Monday, June 9, 2014

Peter and the Starcatcher Poster

Some of you may be familiar with the Peter and the Starcatchers series of books by Dave Barry and Ridley Pearson. Well, the story has been turned into a play that recently closed it's run on Broadway and is now being staged in other parts of the country. I had the luxury of picking a play to illustrate from several of the plays on the Pioneer Theater Company schedule for next season and this was among those on the list. I guess being old (or at least having a long track record working with the theater) has it's perks. It was a tough choice between  this and The Crucible but Peter ultimately won out.

For this one, I went through an unusually high number of comps before we settled on the winning design. At times this can be frustrating, because personally, I felt that they were all visually compelling and any one of the designs could work. But, I have learned over the years that the client is the one that has to be happy and I am hired to make that happen. Here's a run down of the idea sketches:

The theater wanted to play on the pirate idea, so the first two were pretty straight forward pirate cliche scenes with a nod to N.C. Wyeth.

 Idea three hinged on the "magic flying dust" that is being transported via old fashioned steamer trunk. I thought it would be fun to focus on that aspect of the story since everyone in the play wants to get their hands on it. That idea was liked except the creative director wanted more of a focus on the pirate ship.

 So the next idea I had was to do a split screen of sorts with the top of the ship above the water and the hull being shown below the water. The twist was to show the hull as a pirate skull. Great idea right? I love this one and will probably finish a version like this for fun, but the theater thought is was a little much. "Just a regular hull" was the directive, so back to the drawing board.

After decapitating the skull from the ship, it was obvious that there was something lacking in that big empty space. It needed a little magic, so I decided to let the sky full of stars filter down underneath the water. I intended to leave the area open for the title treatment, when I thought to myself, "why not do your own hand lettering?" Having done a few projects over the years with my own lettering, I decided to give it a shot. 

I came up with a nice "piratey" style that feels like it could have washed right up on treasure map. The theater loved it and agreed to bump up my fee to cover the hand done type. Moral of the story, if you happen to get an idea or two shot down, keep after it and find a way to make it your own. If I had not decided to tackle the lettering myself, I doubt I would be feeling so good about the final result. Who knows, maybe I will get more chances to do hand lettering after this.


Barclay said...

Very well done.

Mike Blake illustration said...

I totally agree about the skull/hull idea. The second I saw it I was like, "That is so ORIGINAL! Why wasn't it picked?!" haha So I will look forward to the completed piece (if/when you ever get around to it.)

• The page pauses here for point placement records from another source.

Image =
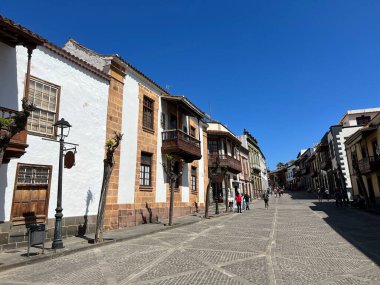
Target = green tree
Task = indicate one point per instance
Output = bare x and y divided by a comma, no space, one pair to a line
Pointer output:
109,162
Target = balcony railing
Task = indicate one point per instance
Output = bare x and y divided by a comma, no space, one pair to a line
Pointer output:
17,144
369,164
179,143
232,164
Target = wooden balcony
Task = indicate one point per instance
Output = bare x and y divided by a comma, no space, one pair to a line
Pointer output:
233,165
179,143
369,164
305,170
17,145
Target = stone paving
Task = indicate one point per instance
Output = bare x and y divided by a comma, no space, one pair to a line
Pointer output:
296,241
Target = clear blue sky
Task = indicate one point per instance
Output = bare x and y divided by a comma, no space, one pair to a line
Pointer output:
285,70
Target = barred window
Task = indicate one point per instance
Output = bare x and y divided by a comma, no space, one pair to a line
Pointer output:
193,179
145,169
148,112
44,96
31,175
31,195
192,132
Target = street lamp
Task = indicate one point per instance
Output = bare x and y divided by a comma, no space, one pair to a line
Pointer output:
60,126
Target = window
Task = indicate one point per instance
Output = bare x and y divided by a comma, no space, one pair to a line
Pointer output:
148,113
363,120
145,169
213,146
163,121
179,179
375,149
45,97
332,154
31,195
193,179
173,122
192,132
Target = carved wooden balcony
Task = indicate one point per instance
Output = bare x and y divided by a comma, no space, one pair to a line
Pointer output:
233,165
17,144
369,164
179,143
314,173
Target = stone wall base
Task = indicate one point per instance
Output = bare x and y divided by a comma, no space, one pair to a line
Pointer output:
12,237
134,217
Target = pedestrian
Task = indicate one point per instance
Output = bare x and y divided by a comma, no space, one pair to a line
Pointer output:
338,198
320,194
238,199
246,199
266,200
327,193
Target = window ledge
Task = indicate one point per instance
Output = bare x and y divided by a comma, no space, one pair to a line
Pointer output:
146,188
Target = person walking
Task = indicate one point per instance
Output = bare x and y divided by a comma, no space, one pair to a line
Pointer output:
266,200
246,199
320,194
238,199
327,193
338,198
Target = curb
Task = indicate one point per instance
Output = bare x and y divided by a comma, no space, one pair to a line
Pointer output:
92,246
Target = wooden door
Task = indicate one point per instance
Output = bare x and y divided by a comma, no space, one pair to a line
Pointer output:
31,194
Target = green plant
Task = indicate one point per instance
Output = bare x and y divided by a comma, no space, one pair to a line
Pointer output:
5,122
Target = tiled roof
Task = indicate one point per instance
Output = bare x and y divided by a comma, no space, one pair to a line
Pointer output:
25,37
16,34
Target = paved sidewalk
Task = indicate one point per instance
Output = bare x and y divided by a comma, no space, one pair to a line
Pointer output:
18,257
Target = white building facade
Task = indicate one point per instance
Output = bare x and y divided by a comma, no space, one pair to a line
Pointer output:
60,86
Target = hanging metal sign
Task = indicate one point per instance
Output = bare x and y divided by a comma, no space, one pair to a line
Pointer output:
69,159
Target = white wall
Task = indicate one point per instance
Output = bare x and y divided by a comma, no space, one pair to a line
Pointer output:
8,77
160,174
128,151
83,102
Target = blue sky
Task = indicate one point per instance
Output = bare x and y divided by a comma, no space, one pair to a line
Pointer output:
285,70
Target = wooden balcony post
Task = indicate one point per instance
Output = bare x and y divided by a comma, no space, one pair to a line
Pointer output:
26,91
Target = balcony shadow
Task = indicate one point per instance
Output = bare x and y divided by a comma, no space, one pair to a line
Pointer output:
82,228
359,228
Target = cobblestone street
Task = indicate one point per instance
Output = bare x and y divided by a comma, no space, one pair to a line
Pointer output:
296,241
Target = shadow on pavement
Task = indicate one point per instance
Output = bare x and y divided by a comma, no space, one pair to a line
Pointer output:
359,228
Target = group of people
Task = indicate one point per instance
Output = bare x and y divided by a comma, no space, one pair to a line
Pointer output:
340,198
245,199
278,191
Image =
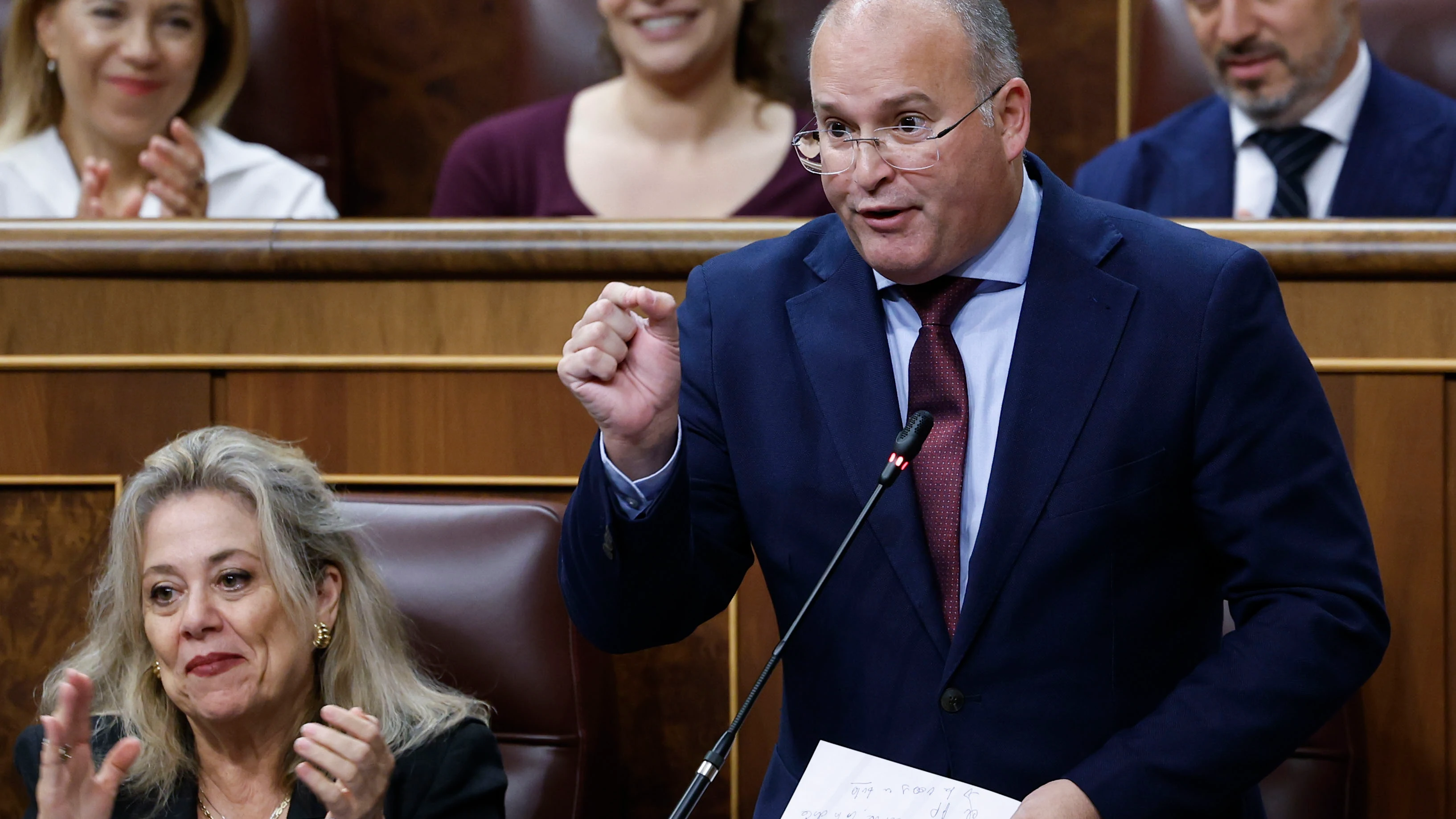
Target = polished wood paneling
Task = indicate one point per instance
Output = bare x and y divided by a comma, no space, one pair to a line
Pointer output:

scott and rachelle snow said...

nice Greg.

Brad Teare said...

Very cool!

Greg Newbold said...

Thanks everyone for the kind words. Mike- if I can dig out of some stuff, i just might have to finish the skull version. Rest assured it will get posted if I do.

Kirsten P. said...

Greg you are too kind to us in your version of events. I know it was more head-banging than that! At any rate, the directors of both plays, and Alabama Story's case, the actual playwright are all beyond thrilled. Always great to watch one of your pieces get finalized. Such a pro.